BentoML is designed with a Python-first approach, ensuring the effortless scalability of complex AI workloads. It simplifies the architecture of modern AI applications by allowing you to compose multiple models to run either concurrently or sequentially, across multiple GPUs or on a Kubernetes cluster. This flexibility extends to running and debugging your BentoML applications locally, whether you are using Mac, Windows, or Linux.

Build once. Deploy anywhere#

BentoML standardizes the saved model format, Service API definition and the Bento build process, which opens up many different deployment options for ML teams. You can deploy your models virtually anywhere. Deployment options include:

One-click deployment to BentoCloud, a fully-managed platform specifically designed for hosting and operating AI applications.
Containerize Bentos and deploy the images to any environment where Docker runs, such as Kubernetes.

How does BentoML work?#

In a typical ML workflow, you may need to prepare the data for your model, train and evaluate the model, serve the model in production, monitor its performance, and retrain the model for better inferences and predictions. BentoML features a streamlined path for transforming an ML model into a production-ready model serving endpoint.

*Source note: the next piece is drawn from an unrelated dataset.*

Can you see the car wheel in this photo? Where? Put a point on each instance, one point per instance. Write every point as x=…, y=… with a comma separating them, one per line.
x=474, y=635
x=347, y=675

The following is the basic workflow of using the BentoML framework.

1. Model registration#

To get started, you can save your model in the BentoML Model Store, a centralized repository for managing all local models. BentoML is compatible with a variety of models, including pre-trained models from Hugging Face or custom models trained on your custom datasets. The Model Store simplifies the process of iterating and evaluating different model versions, providing an efficient way to track and manage your ML assets.

Note that for simple use cases, you can skip this step and use pre-trained models directly when creating your BentoML Service.

2. Service creation#

You create BentoML Services by defining a service.py file, where you outline your model’s serving logic through class-based Services. In this file, you can define multiple Services for specific tasks like data preprocessing or model predictions if necessary. Each Service can be customized to handle its own input and output logic. You can test model serving and inference by running Services locally. During deploying, each Service can be independently scaled and separately deployed for better resolution utilization.

3. Deployment#

Before deploying your AI application, you create a bentofile.yaml file, detailing all necessary build configurations such as Python dependencies and Docker settings. After that, you can choose either of the following ways to deploy your application.

With a single command, you deploy your application to BentoCloud. In this approach, your project is automatically packaged into a Bento, the standard distribution format for BentoML Services, uploaded and deployed on BentoCloud. This serverless platform offers scalable and hardware-optimized solutions for running AI applications.
You can manually package your project into a Bento and containerize it as a Docker image. This Docker image can then be deployed to any Docker-compatible environment, such as Kubernetes. This method provides more flexibility in deployment and is suitable for integration into your existing container orchestration system.